Hybridization with Rough Sets
Dr. Sushmita Mitra
Indian Statistical Institute, India
Monday, July 19
10:30h - 11:30h
Rough sets were introduced by Z. Pawlak in 1982 as a formal approximation of a crisp set in terms of a pair of sets, which provide the lower and the upper approximation of the original set. Rough sets provide an important and mathematically established tool for dimensionality reduction in large data. A lot of research has been undertaken, over the last decade, for integrating rough sets into the broader framework of computational intelligence. I will try to provide an overview of such hybridization, along with some applications.
The talk begins with a brief introduction to rough sets. This will be followed by describing some of the hybridizations of rough sets with neural networks, fuzzy sets and genetic algorithms, in well-known tasks of pattern recognition and data mining. Applications are presented for knowledge encoding, rule extraction, dimensionality reduction and clustering. Results demonstrate the suitability of the methodology for feature selection with improved recognition, in diverse domains like microarray gene expressions and face recognition.
Dr. Sushmita Mitra is a Professor at the Machine Intelligence Unit, Indian Statistical Institute, Kolkata. From 1992 to 1994 she was in the RWTH, Aachen, Germany as a DAAD Fellow. She was a Visiting Professor in the Computer Science Departments of the University of Alberta, Edmonton, Canada in 2004, 2007; Meiji University, Japan in 1999, 2004, 2005, 2007; and Aalborg University Esbjerg, Denmark in 2002, 2003. Dr. Mitra received the National Talent Search Scholarship (1978-1983) from NCERT, India, the IEEE TNN Outstanding Paper Award in 1994 for her pioneering work in neuro-fuzzy computing, and the CIMPA-INRIA-UNESCO Fellowship in 1996.
She is the author of the books "Neuro-Fuzzy Pattern Recognition: Methods in Soft Computing" and "Data Mining: Multimedia, Soft Computing, and Bioinformatics" published by John Wiley, and "Introduction to Machine Learning and Bioinformatics", Chapman & Hall/CRC Press, beside a host of other edited books. Dr. Mitra has guest edited special issues of several journals, is an Associate Editor of "Neurocomputing" and a Founding Associate Editor of "Wiley Interdisciplinary Reviews: Data Mining and Knowledge Discovery (WIRE DMKD)". She has more than 75 research publications in referred international journals. According to the Science Citation Index (SCI), two of her papers have been ranked 3rd and 15th in the list of Top-cited papers in Engineering Science from India during 1992--2001. She is listed as one of the top 100 Women Scientists, in Lilavati's Daughters: The Women Scientists of India, published by the Indian Academy of Sciences in 2008.
Dr. Mitra is a Senior Member of IEEE, and Fellow of the Indian National Academy of Engineering and The National Academy of Sciences, India. She served in the capacity of Program Chair, Tutorial Chair, Plenary Speaker, and as member of programme committees of many international conferences. Her current research interests include data mining, pattern recognition, soft computing, image processing, and Bioinformatics.
Temporal Aspects in Data Mining
Prof. Dr. habil. Rudolf Kruse
Otto-von-Guericke-Universität Magdeburg, Germany
Tuesday, July 20
10:30h - 11:30h
In many application areas data is being collected over a long time. Due to its temporal nature such data not only captures influences, like market forces or the launch of a competing product, but also reflects the changes of the underlying domain. Often, change can mean a risk or an opportunity. In either case, it is in many domains not only imperative to detect change in order to survive or to win but also it is inevitable for successful decision making to analyze and act upon it. For example, churning customer groups must be identified as such before they comprise a considerable portion of the target group. Quality issues associated with a vehicle manufacturer have to be treated before affecting thousands of units.
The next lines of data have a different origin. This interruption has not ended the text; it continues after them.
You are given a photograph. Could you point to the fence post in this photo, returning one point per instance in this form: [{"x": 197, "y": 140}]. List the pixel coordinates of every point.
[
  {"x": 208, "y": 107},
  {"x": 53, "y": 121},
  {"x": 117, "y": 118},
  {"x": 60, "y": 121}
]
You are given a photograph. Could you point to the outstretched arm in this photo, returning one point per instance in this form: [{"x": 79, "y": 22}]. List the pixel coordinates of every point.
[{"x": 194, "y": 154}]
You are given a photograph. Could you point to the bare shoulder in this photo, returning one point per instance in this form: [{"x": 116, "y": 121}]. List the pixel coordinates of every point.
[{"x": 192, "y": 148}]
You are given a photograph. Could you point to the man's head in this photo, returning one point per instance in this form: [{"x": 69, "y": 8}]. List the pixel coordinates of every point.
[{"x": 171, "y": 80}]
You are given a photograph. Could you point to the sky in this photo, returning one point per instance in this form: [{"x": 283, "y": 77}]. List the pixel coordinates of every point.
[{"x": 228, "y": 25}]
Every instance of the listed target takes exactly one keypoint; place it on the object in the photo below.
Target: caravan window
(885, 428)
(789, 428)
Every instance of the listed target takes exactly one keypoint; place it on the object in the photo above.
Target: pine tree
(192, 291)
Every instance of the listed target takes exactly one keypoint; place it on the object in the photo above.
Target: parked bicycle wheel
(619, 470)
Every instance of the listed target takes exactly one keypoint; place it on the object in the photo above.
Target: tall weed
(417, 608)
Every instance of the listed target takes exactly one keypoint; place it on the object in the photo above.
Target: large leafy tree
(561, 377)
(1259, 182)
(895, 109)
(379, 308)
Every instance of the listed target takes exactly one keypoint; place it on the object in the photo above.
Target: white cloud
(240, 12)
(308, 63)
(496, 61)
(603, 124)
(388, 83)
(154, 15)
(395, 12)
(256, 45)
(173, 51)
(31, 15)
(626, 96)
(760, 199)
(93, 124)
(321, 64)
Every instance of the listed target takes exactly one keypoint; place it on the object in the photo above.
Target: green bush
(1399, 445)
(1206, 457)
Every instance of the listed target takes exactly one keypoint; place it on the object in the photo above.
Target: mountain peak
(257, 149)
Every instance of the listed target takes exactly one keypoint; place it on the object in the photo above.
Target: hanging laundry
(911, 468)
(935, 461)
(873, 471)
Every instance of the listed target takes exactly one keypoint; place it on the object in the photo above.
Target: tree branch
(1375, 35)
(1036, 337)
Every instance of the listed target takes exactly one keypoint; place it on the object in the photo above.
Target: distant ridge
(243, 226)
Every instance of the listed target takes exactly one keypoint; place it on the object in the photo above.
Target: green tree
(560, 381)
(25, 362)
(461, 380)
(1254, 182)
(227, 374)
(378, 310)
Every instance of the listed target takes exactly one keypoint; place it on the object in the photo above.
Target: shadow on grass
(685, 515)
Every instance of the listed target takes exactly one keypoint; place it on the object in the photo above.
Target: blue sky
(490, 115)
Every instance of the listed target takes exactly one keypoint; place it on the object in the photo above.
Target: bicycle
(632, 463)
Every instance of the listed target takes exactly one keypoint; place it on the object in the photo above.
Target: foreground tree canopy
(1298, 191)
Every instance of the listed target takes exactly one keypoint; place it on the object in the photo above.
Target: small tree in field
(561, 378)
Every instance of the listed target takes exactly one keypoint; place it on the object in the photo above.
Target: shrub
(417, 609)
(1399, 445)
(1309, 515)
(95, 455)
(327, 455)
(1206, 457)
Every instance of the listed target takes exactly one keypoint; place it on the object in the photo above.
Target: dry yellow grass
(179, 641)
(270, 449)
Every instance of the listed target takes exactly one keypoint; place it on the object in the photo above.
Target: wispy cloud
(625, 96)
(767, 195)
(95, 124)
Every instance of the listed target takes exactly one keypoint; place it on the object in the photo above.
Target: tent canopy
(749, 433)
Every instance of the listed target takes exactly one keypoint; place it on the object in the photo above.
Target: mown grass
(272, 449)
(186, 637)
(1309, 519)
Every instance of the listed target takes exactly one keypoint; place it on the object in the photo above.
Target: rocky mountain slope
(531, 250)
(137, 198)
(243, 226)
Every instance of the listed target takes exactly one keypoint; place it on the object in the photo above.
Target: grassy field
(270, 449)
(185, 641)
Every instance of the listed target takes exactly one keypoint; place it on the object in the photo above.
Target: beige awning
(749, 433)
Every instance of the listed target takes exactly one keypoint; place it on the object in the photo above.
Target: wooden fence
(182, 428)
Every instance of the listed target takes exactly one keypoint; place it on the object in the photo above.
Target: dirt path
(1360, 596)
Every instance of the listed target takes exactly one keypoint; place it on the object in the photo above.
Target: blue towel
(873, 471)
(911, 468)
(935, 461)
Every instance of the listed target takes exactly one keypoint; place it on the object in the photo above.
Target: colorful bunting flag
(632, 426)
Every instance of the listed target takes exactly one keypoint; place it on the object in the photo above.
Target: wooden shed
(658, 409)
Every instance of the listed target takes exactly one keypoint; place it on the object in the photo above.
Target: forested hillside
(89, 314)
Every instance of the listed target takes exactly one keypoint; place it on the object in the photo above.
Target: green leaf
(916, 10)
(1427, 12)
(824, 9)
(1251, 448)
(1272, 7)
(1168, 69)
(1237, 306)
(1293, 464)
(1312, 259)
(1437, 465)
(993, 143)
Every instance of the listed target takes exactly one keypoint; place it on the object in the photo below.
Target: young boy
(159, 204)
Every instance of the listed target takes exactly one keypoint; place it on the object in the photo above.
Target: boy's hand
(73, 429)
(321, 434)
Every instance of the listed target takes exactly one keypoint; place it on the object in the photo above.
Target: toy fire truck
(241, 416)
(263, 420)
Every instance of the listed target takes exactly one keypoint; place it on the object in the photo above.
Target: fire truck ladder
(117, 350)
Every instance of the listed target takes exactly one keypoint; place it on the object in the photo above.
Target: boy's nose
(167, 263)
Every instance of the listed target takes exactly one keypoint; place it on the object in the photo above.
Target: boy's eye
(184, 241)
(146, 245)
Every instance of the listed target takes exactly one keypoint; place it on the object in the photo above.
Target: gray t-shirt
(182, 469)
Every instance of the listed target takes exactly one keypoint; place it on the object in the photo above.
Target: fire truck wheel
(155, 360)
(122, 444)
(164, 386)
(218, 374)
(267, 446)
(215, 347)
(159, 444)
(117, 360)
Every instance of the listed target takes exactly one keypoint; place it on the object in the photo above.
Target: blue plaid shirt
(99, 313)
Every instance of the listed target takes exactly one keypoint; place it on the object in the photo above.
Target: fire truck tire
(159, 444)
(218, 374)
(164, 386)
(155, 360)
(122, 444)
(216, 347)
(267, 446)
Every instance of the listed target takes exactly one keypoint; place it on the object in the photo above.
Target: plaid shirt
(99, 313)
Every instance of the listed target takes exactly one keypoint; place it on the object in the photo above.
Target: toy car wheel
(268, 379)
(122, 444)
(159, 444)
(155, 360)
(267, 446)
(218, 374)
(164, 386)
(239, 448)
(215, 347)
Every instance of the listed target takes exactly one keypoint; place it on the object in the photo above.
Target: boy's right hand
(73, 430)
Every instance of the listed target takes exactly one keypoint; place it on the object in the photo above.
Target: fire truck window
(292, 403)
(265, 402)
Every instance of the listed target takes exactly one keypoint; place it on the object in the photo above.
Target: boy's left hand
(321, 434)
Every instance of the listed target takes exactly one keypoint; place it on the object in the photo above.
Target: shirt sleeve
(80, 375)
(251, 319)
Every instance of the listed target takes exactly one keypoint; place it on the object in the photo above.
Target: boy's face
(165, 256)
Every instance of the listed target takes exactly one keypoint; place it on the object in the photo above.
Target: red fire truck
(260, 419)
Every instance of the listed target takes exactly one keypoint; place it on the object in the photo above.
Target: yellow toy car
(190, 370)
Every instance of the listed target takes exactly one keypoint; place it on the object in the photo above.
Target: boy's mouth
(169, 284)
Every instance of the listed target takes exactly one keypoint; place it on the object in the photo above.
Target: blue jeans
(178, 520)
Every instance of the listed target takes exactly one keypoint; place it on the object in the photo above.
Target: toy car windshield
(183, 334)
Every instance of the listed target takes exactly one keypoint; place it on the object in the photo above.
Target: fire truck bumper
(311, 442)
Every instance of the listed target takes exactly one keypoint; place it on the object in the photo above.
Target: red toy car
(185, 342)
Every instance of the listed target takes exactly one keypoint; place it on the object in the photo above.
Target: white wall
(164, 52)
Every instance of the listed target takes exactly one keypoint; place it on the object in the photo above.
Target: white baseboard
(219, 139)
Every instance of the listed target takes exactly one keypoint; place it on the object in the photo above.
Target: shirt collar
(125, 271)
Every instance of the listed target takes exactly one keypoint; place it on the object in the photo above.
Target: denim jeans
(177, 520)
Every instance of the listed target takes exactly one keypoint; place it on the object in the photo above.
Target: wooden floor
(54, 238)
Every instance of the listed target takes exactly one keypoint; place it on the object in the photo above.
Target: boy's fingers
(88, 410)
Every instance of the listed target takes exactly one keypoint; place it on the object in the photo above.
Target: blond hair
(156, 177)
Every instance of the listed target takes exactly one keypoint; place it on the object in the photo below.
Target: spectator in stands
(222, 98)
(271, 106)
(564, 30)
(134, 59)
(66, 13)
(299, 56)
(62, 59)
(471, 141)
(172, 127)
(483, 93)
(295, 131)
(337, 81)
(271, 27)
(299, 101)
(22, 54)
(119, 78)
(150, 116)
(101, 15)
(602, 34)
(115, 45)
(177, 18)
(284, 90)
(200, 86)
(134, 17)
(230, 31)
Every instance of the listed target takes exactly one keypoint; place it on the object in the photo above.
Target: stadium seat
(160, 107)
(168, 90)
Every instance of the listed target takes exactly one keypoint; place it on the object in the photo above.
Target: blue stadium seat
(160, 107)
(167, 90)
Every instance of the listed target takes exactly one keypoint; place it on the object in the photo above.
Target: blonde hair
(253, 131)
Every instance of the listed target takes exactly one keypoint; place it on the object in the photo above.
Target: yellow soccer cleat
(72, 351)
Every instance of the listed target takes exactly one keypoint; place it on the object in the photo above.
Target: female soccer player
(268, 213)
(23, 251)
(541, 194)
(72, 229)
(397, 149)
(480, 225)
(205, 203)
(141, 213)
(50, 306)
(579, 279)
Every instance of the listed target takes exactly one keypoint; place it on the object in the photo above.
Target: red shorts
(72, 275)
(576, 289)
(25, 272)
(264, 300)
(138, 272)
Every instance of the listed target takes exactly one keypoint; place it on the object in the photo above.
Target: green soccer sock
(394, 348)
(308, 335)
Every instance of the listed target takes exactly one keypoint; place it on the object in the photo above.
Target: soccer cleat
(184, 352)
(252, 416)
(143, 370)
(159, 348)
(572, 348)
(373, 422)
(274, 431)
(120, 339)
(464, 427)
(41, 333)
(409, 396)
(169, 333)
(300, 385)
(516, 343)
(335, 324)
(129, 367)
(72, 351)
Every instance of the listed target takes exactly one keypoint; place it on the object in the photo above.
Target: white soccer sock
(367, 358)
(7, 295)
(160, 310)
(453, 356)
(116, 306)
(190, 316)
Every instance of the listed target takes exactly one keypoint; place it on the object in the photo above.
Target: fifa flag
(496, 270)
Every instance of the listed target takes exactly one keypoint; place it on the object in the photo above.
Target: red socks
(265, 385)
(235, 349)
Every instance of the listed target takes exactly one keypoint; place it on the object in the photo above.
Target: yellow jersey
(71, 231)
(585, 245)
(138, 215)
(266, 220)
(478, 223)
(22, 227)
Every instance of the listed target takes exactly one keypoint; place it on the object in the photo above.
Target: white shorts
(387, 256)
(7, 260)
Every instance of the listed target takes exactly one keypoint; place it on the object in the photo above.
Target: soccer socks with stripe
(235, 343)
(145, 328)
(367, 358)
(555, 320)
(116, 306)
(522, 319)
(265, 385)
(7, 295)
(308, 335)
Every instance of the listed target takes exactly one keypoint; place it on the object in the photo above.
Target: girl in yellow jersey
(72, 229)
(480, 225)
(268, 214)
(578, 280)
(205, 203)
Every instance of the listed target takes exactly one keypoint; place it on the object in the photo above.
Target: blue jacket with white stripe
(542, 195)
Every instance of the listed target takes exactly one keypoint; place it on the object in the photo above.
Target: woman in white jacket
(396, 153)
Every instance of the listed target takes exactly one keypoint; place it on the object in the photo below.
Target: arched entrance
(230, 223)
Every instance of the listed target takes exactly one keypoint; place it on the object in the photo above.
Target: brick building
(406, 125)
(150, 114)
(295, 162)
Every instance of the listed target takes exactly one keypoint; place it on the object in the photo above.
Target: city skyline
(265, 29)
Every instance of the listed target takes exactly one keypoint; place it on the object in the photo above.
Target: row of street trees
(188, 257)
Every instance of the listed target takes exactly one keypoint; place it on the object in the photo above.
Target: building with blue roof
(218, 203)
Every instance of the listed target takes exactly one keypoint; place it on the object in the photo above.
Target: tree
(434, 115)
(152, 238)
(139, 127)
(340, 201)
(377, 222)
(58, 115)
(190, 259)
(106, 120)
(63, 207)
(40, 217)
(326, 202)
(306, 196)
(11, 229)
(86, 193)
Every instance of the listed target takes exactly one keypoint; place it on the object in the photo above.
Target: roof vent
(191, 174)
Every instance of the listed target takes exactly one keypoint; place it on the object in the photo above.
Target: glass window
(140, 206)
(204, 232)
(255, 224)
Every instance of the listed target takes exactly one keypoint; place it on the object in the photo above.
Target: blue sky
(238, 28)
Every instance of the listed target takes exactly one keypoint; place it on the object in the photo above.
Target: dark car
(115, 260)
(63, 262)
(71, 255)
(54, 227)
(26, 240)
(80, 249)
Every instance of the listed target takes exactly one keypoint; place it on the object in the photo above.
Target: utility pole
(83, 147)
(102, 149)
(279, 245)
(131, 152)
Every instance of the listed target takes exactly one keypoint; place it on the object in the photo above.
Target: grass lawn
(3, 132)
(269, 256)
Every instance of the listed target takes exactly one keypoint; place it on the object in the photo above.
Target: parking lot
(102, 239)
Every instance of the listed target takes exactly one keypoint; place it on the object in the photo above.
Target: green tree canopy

As a response to these requirements there is an increasing research interest in methods that aim at analyzing the changes within a domain. Two different research areas can be distinguished. The area of temporal data mining aims at finding patterns which repeat in time, whereas change mining aims to describe how the results of data mining, models and patterns, evolve over time. While being considerably different in their objectives both areas have in common that they often employ frequent pattern mining approaches, either to express or to analyze changes.
In this talk I will contrast both fields from an application point of view on the example of frequent pattern mining. Within the area of temporal data mining I will discuss how association rules can be modified to allow for constraining temporal relations such as "occurred before" or "happen while". Within the area of change mining I will discuss how frequent patterns can be analyzed for their change characteristics using statistical, template-based and visual approaches. I will give examples of successful industrial applications dealing with different models of incorporating the temporal aspects. More specific, applications with automobile manufacturers and telecommunication providers will be presented and provide evidence of the interest and needs of such analysis methods.
Dr. Rudolf Kruse obtained his diploma (Mathematics) degree in 1979 from University of Braunschweig, Germany, and a PhD in Mathematics in 1980 as well as the venia legendi in Mathematics in 1984 from the same university. Following a short stay at the Fraunhofer Gesellschaft, in 1986 he joined the University of Braunschweig as a professor of computer science. Since 1996 he is a full professor at the Department of Computer Science of the University of Magdeburg where he is leading the computational intelligence research group.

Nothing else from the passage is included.